Jeff Atwood does get something right in this though: Twitter should try to let you know how long the site is going to be down for. However this is only really possible when the developers have assessed the situation resulting from the errors that have been logged and worked out how long the site/feature will be unavailable for.

Coding on whiteboards - interview procedure

Saturday, August 2nd, 2008

Edited to improve the code samples slightly. Also still tweaking the CSS to get the code to display better.

Update 2: just found the preserve code formatting plugin. Fighting wordpress (which was completely screwing up the code tag) was no fun.

A lot of people recommend include a practical test as part of an interview for a programming position. Quite a few people, including some notable people, recommend doing this on a whiteboard.

I think that this stinks: somebody trying to write code on a whiteboard is no reflection on their abilities as a programmer.
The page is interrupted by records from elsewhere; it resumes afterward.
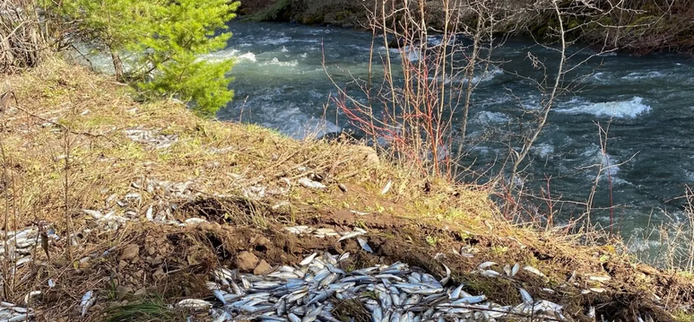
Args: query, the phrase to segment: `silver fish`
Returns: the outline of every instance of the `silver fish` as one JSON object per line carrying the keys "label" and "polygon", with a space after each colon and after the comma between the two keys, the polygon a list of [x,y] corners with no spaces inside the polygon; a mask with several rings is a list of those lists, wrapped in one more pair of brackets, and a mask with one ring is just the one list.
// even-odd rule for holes
{"label": "silver fish", "polygon": [[91,307],[92,304],[96,301],[96,297],[94,297],[94,292],[93,291],[87,291],[84,295],[82,296],[82,300],[80,301],[80,307],[82,308],[82,316],[84,317],[87,315],[87,310],[90,307]]}
{"label": "silver fish", "polygon": [[304,260],[302,260],[301,262],[299,262],[299,265],[302,265],[302,266],[305,266],[305,265],[308,265],[308,264],[311,264],[311,262],[313,261],[313,259],[314,259],[314,258],[316,258],[316,256],[317,256],[317,255],[318,255],[318,253],[313,253],[313,254],[309,255],[308,257],[307,257],[306,258],[304,258]]}
{"label": "silver fish", "polygon": [[369,243],[367,243],[366,239],[361,238],[357,238],[357,241],[359,242],[359,245],[361,246],[361,249],[364,249],[367,253],[374,252],[371,249],[371,248],[369,246]]}
{"label": "silver fish", "polygon": [[348,233],[343,235],[343,237],[341,237],[339,239],[337,239],[337,241],[343,241],[344,239],[349,239],[351,238],[354,238],[354,237],[357,237],[357,236],[360,236],[360,235],[363,235],[365,233],[366,233],[365,231],[362,232],[362,231],[358,231],[348,232]]}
It isn’t just that it is so different to the way people normally write code: it penalises people who write code well. It is good programming practice to design the skeleton and then to put some flesh on those bones. For example, I have got into the habit of writing closing braces for blocks as soon as I write the opening brace. In my there is no question that this is a good idea, but this is based on the assumption that the space between the braces is effectively infinitely expandable, which is the case when writing normal code but not when writing code on paper or on a whiteboard.
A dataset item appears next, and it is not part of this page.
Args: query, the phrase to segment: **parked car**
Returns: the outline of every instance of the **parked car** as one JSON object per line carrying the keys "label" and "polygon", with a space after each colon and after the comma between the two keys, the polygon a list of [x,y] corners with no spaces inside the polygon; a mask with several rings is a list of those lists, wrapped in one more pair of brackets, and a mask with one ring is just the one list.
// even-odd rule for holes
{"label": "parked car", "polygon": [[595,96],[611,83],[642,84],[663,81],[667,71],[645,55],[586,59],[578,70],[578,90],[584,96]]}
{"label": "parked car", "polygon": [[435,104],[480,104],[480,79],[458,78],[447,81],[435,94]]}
Let’s take a simple function, that retrieves some data from the database (C#, illustrative purposes only, not tested), writes it to the screen. I write code in multiple passes. The first pass through might look something like this:


// TODO: retrieve data

// TOD: loop through data

// TODO: write totals

The next pass would fill some of that in:


// retrieve data
DataTable data = this.GetData();

// loop through data
foreach (DataRow row in data)
{
  TableRow row = new TableRow();

  TableCell cell1 = new TableCell();
  cell1.innerText = row["label"].ToString();

  TableCell cell2 = new TableCell();
  cell2.innerText = row["amount"].ToString();

  this.Results.Rows.Add(row);
}

// TODO: write totals

And some more in the next pass:


// retrieve data
DataTable data = this.GetData();

int total = 0;
// loop through data
foreach (DataRow row in data)
{
  TableRow row = new TableRow();

  this.AddCell(row, row["label"].ToString());

  this.AddCell(row, row["amount"].ToString());

  total += Convert.ToInt32(row["amount"].Value);

  this.Results.Rows.Add(row);
}

// write totals
TableRow total = new TableRow();
this. AddCell(total, “Total”);
this. AddCell(total, total.ToString());
this.Results.Rows.Add(total);

private void AddCell(TableRow row, string value)
{
  TableCell cell = new TableCell();
  cell.innerText = value;
   row.Cells.Add(cell2);
}

And probably a final pass, to alternate colours on the rows and set some styling on the total:


// retrieve data
DataTable data = this.GetData();

int total = 0;
// loop through array
for (DataRow row in data)
{
  DataRow row = data.Rows[i];
  string style = “background-color:” + (i % 2 == 0 ? “#FFFFFF” : “#CCCCCC”) + “;”;

  TableRow row = new TableRow();
  this.AddCell(total, row["label"].ToString(), style);
  this.AddCell(total, row["amount"].ToString(), style);
  total += Convert.ToInt32(row["amount"].Value);

  this.Results.Rows.Add(row);
}

// write totals
TableRow total = new TableRow();
this.AddCell(total, “Total”, “font-weight:bold”);
this.AddCell(total, total.ToString(), “font-weight:bold”);
this.Results.Rows.Add(total);

private void AddCell(TableRow row, string value, string style)
{
  TableCell cell = new TableCell();
  cell.innerText = value;
  if (style.Length != 0) cell.Attributes["style"] = style;
   row.Cells.Add(cell2);
}

And normally this would have been broken out into a number of functions, but I think the point is clear. One of the most frustrating experiences of my life, technology-wise, was hand-writing code as part of an exam.

In more complex code this is even worse: when you are writing the code it is not clear how long a block is.